Meditiamo sulla Parola – XXIII domenica tempo ordinario anno C

Lc 14, 25-33

Il capitolo 14, versetti 25-33 del Vangelo di Luca, è tra i più radicali poiché chiarisce le condizioni esigenti della sequela di Gesù e, quindi, della vita cristiana.

La scena si apre con Gesù – figura che muove la vita, la rende viva, la strappa radicalmente dalla morte attraverso la via della testimonianza – che, accompagnato da una folla numerosa, non esita a metterla in guardia dalle aspre esigenze della sequela da vivere non come un insieme di valori trascendentali e disincarnati dalla realtà ma come comportamenti frutto di scelte singolari, profonde ed insostituibili. Gesù punta alla responsabilità della testimonianza come assunzione del proprio desiderio e non certo a una cieca obbedienza: seguirlo, infatti, non è un’avventura superficiale ma un cammino volto a tenere lo sguardo su di lui e a posporre tanto l’amore per i legami familiari quanto quello per i beni materiali.

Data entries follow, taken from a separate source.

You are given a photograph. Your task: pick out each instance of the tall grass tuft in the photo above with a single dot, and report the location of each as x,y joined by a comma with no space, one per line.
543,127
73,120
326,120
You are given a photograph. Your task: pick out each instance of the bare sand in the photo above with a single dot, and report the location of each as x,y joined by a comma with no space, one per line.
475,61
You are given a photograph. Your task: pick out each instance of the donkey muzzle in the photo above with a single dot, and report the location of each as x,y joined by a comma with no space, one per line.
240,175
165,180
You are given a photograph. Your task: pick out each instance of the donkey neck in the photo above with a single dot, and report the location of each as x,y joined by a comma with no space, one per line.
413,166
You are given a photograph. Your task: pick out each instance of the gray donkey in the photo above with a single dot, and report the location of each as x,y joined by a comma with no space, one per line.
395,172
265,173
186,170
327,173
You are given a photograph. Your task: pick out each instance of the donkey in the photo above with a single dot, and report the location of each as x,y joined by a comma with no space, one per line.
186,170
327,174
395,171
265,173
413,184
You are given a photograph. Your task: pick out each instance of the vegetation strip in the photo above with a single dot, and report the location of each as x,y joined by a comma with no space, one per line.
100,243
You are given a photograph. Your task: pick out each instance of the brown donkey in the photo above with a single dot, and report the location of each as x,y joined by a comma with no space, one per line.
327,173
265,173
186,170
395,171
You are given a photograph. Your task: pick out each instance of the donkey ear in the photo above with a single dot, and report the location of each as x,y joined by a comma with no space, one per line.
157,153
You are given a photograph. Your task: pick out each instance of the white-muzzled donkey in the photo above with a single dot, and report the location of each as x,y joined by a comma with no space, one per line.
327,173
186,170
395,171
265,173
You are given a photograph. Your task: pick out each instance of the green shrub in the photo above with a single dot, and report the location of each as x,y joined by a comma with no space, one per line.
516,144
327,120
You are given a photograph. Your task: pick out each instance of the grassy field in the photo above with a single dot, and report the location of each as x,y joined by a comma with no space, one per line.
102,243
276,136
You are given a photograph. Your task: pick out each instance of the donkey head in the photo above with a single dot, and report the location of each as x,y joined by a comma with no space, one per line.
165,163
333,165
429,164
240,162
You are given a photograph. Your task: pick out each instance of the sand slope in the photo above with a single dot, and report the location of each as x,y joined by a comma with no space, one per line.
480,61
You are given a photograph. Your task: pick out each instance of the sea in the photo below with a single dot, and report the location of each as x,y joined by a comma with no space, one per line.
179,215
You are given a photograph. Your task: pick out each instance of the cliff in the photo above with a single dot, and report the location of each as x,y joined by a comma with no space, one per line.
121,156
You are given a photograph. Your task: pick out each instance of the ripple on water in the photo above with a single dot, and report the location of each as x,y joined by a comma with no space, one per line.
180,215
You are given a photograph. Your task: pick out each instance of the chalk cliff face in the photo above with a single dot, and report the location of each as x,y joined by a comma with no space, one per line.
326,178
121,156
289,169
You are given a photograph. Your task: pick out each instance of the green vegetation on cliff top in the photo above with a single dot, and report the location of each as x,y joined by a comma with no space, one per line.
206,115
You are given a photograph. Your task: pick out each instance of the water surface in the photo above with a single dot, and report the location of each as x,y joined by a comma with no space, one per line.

Nel brano evangelico, il primo ammonimento che Gesù rivolge alla folla è il seguente: “Se uno viene a me e non odia suo padre, sua madre, la moglie, i figli, i fratelli, le sorelle e perfino la propria vita, non può essere mio discepolo” (Lc. 14, 26). È questo, forse, uno dei passaggi più provocatori del Vangelo di Luca che richiede, necessariamente, un approfondimento per essere compreso correttamente. Innanzitutto, il verbo “odiare” non deve essere inteso in senso letterale, ossia come un sentimento di disprezzo e/o inimicizia nei confronti della propria famiglia, poiché nel testo greco il verbo impiegato è “µισέω” (miseo) che vuol dire anche “posporre, mettere in secondo piano”. Gesù, in altre parole, chiede di saper distogliere lo sguardo da ciò che gelosamente custodiamo, come i legami familiari, per affidarli totalmente a Lui, rendendoli liberi da ogni forma di protagonismo, per trasformarli in relazioni autentiche, scevre da ogni egoismo.

Il versetto “Chi non porta la propria croce e non viene dietro di me, non può essere mio discepolo” (Lc. 14, 27) esprime in modo molto forte il cuore della sequela cristiana. La croce, nell’immaginario degli ascoltatori dell’epoca di Gesù, non era certamente un simbolo religioso, ma lo strumento di morte più crudele e vergognoso riservato ai criminali e agli schiavi.

Invitare a “portare la propria croce” significa accogliere un cammino intriso, il più delle volte, di rinunce, difficoltà e incomprensioni, per diventare noi stessi porta attraverso la quale Gesù ha la possibilità di convertire la nostra vita in una più viva, ricca e generativa. In questo modo, la croce diviene l’occasione per una trasformazione affermativa della vita stessa oltre la morte e l’angoscia.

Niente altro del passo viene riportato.